Serie: Retratos de Maria Font (II)
Este fin de semana acompañé a Maria Font a un museo. El lector podrá detenerse en este punto y pensar que lo que viene es la derrama de romanticismo decimonónico que en pluma de un posmoderno es tan fatigosa como una tarta de pueblo en algún quince años merenguero. Pero no es el caso por el momento. Maria Font merece un poema que todavía no termina de suceder (los poemas para escribirse primero tienen que suceder). Así que guardo la crónica del fin de semana que me regaló y aprovecho el espacio que ya se abrió en su curiosidad para algunos apuntes sobre la gente que va a los museos.
Abomino lo vulgar. Y pocas cosas denotan más vulgaridad que estar ante lo sublime y no darse cuenta (la frase no es mía pero como si lo fuera). En ese sentido, a veces pienso que los museos son monumentos a la paradoja de la condición humana: Se expone lo mejor de la civilización y asiste lo peor de la misma. Y lo peor no es la ignorancia, sino las ganas de entretenerse sin cultivarse; la masa que asiste si muchos asisten; el deseo frenético de la foto del recuerdo sin recuerdo.
La obra de arte es cíclope para algunos y caleidoscopio para otros. Los colores o hipnotizan o marean. Las formas o causan vértigo o dan sueño. Los espacios entre cada marco o pedestal recuerdan los abismos insondables del alma humana, o los callos de unos zapatos que no fueron hechos para caminar.
Por eso a veces me sorprende gente que lee pocos letreros y mira demasiado a las obras. Y no me refiero a quedarse viendo un letrero horas en alguna pretenciosa galería para que luego te indiquen que solo es el baño. De quien hablo es de los que miran admirando los detalles, pues saben que en los detalles esta el corazón de todo arte… o no está.

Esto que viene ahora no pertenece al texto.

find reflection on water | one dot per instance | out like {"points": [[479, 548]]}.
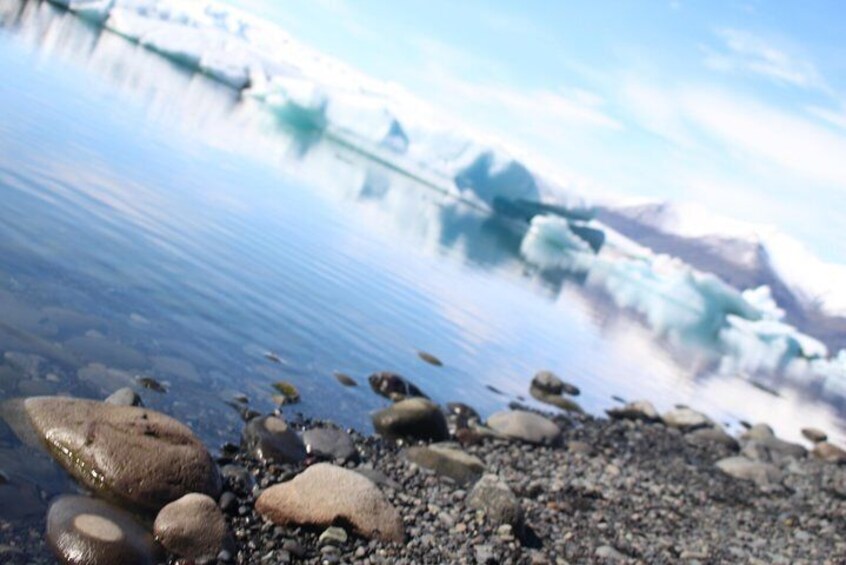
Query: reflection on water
{"points": [[152, 224]]}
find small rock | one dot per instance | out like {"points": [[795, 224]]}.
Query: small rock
{"points": [[345, 379], [323, 494], [555, 400], [429, 358], [453, 463], [330, 443], [814, 435], [415, 418], [758, 432], [638, 410], [549, 383], [86, 530], [608, 553], [125, 397], [270, 439], [393, 386], [192, 527], [499, 503], [151, 384], [288, 393], [762, 474], [333, 536], [829, 453], [712, 436], [525, 426], [686, 419]]}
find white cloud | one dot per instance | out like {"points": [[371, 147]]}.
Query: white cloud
{"points": [[780, 138], [834, 117], [744, 52]]}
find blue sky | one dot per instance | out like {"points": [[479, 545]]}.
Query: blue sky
{"points": [[737, 105]]}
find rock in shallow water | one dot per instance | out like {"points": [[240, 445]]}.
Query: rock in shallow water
{"points": [[192, 527], [330, 443], [814, 435], [686, 419], [638, 410], [124, 397], [139, 457], [525, 426], [829, 453], [393, 386], [549, 383], [270, 439], [324, 494], [459, 466], [82, 530], [415, 418]]}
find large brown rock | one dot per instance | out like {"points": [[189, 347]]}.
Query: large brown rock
{"points": [[87, 531], [324, 494], [135, 456], [192, 527]]}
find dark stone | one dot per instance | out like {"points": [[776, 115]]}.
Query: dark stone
{"points": [[430, 359], [393, 386], [124, 397], [330, 443], [270, 439], [345, 379], [415, 418]]}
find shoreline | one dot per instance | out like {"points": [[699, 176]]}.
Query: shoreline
{"points": [[634, 487]]}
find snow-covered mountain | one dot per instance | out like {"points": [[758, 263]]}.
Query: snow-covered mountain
{"points": [[810, 291], [755, 295]]}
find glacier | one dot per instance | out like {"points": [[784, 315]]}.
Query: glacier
{"points": [[689, 275]]}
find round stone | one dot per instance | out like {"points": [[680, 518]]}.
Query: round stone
{"points": [[83, 530]]}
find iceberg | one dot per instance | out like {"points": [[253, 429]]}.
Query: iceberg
{"points": [[688, 274]]}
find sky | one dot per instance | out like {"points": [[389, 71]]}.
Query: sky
{"points": [[739, 106]]}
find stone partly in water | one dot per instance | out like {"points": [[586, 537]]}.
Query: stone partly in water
{"points": [[499, 503], [83, 530], [447, 462], [686, 419], [829, 453], [638, 410], [414, 418], [270, 439], [549, 383], [525, 426], [763, 474], [125, 397], [152, 384], [555, 400], [288, 393], [393, 386], [137, 456], [192, 527], [430, 359], [345, 379], [330, 443], [325, 495], [814, 435]]}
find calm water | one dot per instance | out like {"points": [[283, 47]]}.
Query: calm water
{"points": [[151, 223]]}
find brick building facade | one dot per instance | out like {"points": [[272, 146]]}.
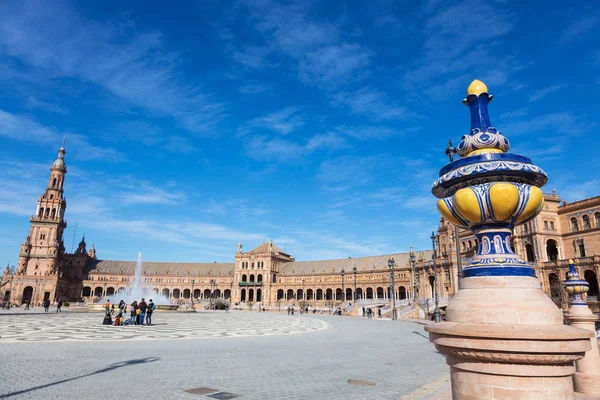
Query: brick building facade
{"points": [[269, 276]]}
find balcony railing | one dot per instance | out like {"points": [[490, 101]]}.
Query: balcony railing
{"points": [[565, 263], [259, 283]]}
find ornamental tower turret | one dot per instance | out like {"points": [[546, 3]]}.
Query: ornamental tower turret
{"points": [[47, 225]]}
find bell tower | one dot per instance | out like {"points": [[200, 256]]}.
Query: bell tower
{"points": [[44, 244]]}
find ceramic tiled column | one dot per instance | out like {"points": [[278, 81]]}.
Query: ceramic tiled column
{"points": [[503, 338], [587, 378]]}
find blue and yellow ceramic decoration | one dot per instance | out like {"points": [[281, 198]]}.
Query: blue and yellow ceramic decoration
{"points": [[489, 191]]}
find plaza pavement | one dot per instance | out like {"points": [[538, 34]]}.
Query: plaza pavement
{"points": [[251, 355]]}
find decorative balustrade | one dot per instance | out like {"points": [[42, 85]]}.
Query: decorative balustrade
{"points": [[259, 283]]}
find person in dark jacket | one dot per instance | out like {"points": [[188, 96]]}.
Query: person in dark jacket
{"points": [[149, 312]]}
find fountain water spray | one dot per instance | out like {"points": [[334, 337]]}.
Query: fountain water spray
{"points": [[137, 290]]}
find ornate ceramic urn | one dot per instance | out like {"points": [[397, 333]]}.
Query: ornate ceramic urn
{"points": [[503, 338], [587, 378], [489, 191]]}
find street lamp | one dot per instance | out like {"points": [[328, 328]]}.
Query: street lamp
{"points": [[413, 263], [343, 294], [192, 295], [354, 296], [436, 310], [391, 264], [230, 293], [212, 284]]}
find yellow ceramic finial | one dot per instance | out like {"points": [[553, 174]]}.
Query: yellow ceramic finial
{"points": [[476, 87]]}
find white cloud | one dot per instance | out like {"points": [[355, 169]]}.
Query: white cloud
{"points": [[372, 103], [541, 93], [55, 42], [283, 121], [21, 128]]}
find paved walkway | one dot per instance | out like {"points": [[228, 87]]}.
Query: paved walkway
{"points": [[86, 327], [261, 356]]}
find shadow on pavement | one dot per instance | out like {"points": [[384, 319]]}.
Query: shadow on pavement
{"points": [[109, 368]]}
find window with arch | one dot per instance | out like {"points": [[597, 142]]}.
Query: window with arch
{"points": [[586, 222], [574, 225], [529, 252]]}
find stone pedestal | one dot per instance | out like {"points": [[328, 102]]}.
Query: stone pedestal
{"points": [[587, 378], [505, 339]]}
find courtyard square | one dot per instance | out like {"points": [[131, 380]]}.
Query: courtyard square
{"points": [[186, 355]]}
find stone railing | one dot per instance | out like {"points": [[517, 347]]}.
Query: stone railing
{"points": [[259, 283], [578, 261], [406, 310]]}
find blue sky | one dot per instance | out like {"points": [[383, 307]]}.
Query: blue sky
{"points": [[320, 125]]}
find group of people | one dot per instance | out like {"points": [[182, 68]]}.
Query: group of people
{"points": [[368, 312], [139, 313]]}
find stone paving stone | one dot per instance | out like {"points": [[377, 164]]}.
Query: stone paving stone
{"points": [[92, 361]]}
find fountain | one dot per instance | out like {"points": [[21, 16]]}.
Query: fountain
{"points": [[135, 292]]}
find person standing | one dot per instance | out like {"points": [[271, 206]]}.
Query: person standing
{"points": [[149, 312], [132, 313], [143, 308]]}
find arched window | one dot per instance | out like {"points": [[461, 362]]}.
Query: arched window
{"points": [[319, 294], [552, 250], [432, 285], [586, 222], [329, 294], [574, 226], [592, 279], [402, 292], [530, 253]]}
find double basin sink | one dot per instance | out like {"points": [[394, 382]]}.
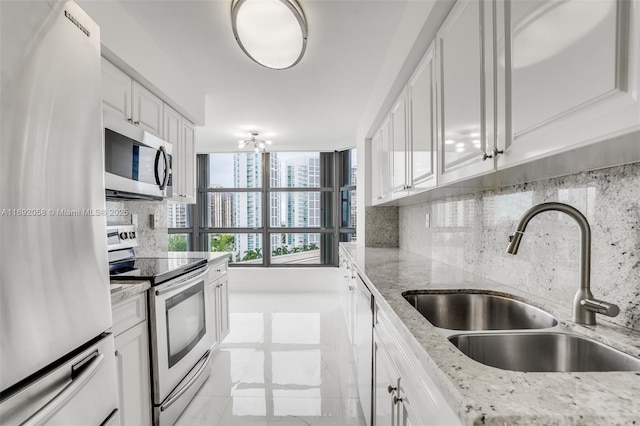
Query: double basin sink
{"points": [[515, 342]]}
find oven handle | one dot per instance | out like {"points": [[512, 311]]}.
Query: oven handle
{"points": [[181, 284], [206, 358]]}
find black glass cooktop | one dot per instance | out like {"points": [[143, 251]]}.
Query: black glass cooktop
{"points": [[154, 269]]}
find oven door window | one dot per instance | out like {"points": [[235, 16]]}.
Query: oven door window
{"points": [[185, 322]]}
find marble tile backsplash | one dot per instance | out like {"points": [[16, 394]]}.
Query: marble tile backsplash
{"points": [[382, 226], [152, 241], [471, 232]]}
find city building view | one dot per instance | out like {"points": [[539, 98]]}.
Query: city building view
{"points": [[237, 202]]}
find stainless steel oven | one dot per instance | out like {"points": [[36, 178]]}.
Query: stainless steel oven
{"points": [[181, 342]]}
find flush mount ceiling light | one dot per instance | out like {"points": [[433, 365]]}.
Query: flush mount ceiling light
{"points": [[273, 33], [258, 144]]}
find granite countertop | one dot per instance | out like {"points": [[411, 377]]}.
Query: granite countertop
{"points": [[209, 255], [122, 290], [480, 394]]}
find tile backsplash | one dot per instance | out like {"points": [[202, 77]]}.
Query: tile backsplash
{"points": [[151, 241], [471, 232]]}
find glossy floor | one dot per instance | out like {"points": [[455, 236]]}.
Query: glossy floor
{"points": [[285, 362]]}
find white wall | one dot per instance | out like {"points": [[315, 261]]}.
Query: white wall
{"points": [[128, 46], [283, 280]]}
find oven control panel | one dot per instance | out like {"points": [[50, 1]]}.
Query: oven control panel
{"points": [[121, 237]]}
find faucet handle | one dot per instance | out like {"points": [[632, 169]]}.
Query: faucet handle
{"points": [[600, 307]]}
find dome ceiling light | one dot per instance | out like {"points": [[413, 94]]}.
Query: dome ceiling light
{"points": [[272, 33], [258, 144]]}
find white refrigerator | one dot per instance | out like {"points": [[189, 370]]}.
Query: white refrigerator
{"points": [[57, 363]]}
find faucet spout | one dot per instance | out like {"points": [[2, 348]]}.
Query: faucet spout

El colmo de lo cursi sería decir que con las personas es lo mismo. Pero ustedes perdonarán que lo afirme, porque este texto, en realidad, no es sobre arte, ni sobre los museos, tampoco de mi esnobismo o mi vasconcelismo adulterado. Es sobre Maria Font, aunque no lo parezca, aunque todo lo demás -el mundo y yo mismo- seamos mero pretexto.